Ross Ulbricht, the convicted admin of the now-defunctmarketplace Silk Road, has approached the US Supreme Court seeking legal respite.
Challenging Ulbricht’s Conviction
Ulbricht was one of the principal figures behind the infamous bazaar, best known as one of the largest-ever online marketplaces for. He was nabbed in 2013 due to suspect online activities and was convicted of multiple crimes including money laundering, conspiracy to traffic narcotics, conspiracy to traffic forged ID documents, and computer hacking.
According to a new report, Ulbricht has now approached the apex court with a written petition challenging both his conviction and sentencing.
Kannon K. Shanmugam, the lawyer overseeing the appeal filed a memo to potential amici in the case earlier this month summing up all the legal issues that could use an intervention by the Supreme Court. According to Shanmugam, the way the government went after Ulbricht should cause concern even for those who have no link to any of the same illegal activities.

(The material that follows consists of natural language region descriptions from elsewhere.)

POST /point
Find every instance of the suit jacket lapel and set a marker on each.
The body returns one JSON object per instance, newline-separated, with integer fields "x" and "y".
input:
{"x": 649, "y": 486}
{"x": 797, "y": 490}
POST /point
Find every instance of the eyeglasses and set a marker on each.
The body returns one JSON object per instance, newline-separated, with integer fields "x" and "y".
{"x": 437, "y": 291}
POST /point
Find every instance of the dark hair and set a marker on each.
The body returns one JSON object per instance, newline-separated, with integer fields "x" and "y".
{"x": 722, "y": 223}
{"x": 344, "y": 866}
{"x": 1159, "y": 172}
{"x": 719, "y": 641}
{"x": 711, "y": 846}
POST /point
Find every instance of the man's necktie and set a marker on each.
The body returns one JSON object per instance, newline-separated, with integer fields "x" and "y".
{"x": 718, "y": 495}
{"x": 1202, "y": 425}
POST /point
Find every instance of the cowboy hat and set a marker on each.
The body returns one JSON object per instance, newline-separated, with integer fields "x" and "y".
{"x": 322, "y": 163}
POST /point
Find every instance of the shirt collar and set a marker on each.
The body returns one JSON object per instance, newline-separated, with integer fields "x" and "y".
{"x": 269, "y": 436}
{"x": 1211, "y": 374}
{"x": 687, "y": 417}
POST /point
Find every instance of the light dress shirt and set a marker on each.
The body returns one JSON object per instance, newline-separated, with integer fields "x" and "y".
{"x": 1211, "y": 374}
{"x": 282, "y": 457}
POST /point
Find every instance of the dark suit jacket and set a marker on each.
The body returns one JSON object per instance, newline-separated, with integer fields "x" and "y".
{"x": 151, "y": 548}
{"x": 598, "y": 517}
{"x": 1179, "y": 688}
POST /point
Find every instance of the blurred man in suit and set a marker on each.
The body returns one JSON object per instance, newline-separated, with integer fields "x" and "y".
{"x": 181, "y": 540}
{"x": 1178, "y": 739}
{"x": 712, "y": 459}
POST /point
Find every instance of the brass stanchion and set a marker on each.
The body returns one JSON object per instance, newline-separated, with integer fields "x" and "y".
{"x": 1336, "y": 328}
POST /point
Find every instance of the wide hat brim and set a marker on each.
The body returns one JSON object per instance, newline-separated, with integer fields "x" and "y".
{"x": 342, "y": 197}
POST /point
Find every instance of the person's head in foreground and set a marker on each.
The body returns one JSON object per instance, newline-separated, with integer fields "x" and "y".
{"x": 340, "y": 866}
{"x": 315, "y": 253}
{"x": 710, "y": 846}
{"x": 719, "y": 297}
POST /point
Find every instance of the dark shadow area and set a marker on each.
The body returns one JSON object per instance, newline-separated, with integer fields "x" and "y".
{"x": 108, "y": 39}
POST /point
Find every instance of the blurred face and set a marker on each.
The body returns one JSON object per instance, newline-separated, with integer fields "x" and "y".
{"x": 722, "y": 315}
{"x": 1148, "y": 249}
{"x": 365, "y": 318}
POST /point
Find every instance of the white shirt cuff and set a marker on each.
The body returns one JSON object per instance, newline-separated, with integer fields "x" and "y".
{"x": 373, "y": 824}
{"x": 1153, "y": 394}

Shanmugam underlined that there is a need to assess if the defendant’s constitutional rights were violated during the investigation by the FBI or the subsequent sentencing by a lower court. The attorney specifically pointed out possible violations of the Fourth and Sixth Amendments.
The investigating agencies zeroed in on the convict after monitoring his online activities over a period. While the law empowers investigative agencies to track a suspect’s internet traffic, in Ulbricht’s case, it was done without a search warrant.
Breach of Personal Freedoms
Instead, the FBI invoked a privilege passed on by the federal Electronic Communications Privacy Act to gain access to Ulbricht’s internet activity. The agency urges that it did so because the data “likely to be obtained” would be “relevant” to their investigation.
“This case presents two important questions of constitutional law with broader significance for the rights of criminal defendants generally. First, the Second Circuit affirmed the government’s warrantless collection of Mr. Ulbricht’s Internet traffic information by relying on the third-party doctrine, which the Court is reviewing in a different context this Term in Carpenter v. United States,” the lawyer stated.
The broader implications of Ulbricht’s potentially illegal incarceration now present a new opportunity for the legal system. Shanmugam continued; “This case would afford the Court an ideal opportunity to address how the doctrine applies to Internet traffic information.”
The cert petition was submitted on December 22, 2017, but has not been docketed on the Supreme Court’s website yet as of this writing. The Department of Justice has yet to officially respond to the petition filed on Ulbricht’s behalf.